2 - Pour tout État adhérent, la Convention entrera en vigueur le premier jour du mois qui suit l'éxpiration d'une période de six mois après la date de dépôt de l'instrument d'adhésion près le Secrétaire Général du Conseil de l'Europe.
Article 20
Clause territoriale
1 - Tout Etat peut, au moment de la signature ou au moment du dépôt de son instrument de ratification, d'acceptation, d'approbation ou d'adhésion, désigner le ou les territoires auxquels s'appliquera le présente Convention.
2 - Toute Partie peut, à tout moment par la suite, par une déclaration adressée au Secrétaire Général du Conseil de l'Europe, étendre l'application de la présente Convention à tout autre territoire désigné dans la déclaration. La Convention entrera em vigueur à l'égard de ce territoire le premier jour du mois qui suit l'expiration d'une période de six mois après la date de réception de la déclaration par le Secrétaire Général.

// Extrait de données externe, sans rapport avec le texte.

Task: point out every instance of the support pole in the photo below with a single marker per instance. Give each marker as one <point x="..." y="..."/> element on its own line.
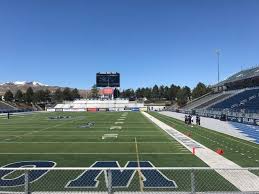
<point x="193" y="182"/>
<point x="109" y="175"/>
<point x="26" y="182"/>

3 - Toute déclaration faite en vertu des deux paragraphes précédents pourra être retirée, en ce qui concerne tout territoire désigné dans cette déclaration, par notification adressée au Secrétaire Général. Le retrait prendra effet le premier jour du mois qui suit l'expiration d'une période de six mois après la date de réception de la notification par le Secrétaire Général.
Article 21
Réserves
1 - Tout État peut, au moment de la signature ou au moment du dépôt de son instrument de ratification, d'acceptation, d'approbation ou d'adhésion, déclarer faire usage d'une ou plusieurs réserves à l'égard de l'article 6 et de l'alinéa a) du paragraphe 1 de l'article 10. Aucune autre réserve ne peut être faite.
2 - Toute Partie qui a formulé une réserve en vertu du paragraphe précédent peut la retirer en tout ou en partie en adressant une notification au Secrétaire Général du Conseil de l'Europe. Le retrait prendra effet à la date de réception de la notification par le Secrétaire Général.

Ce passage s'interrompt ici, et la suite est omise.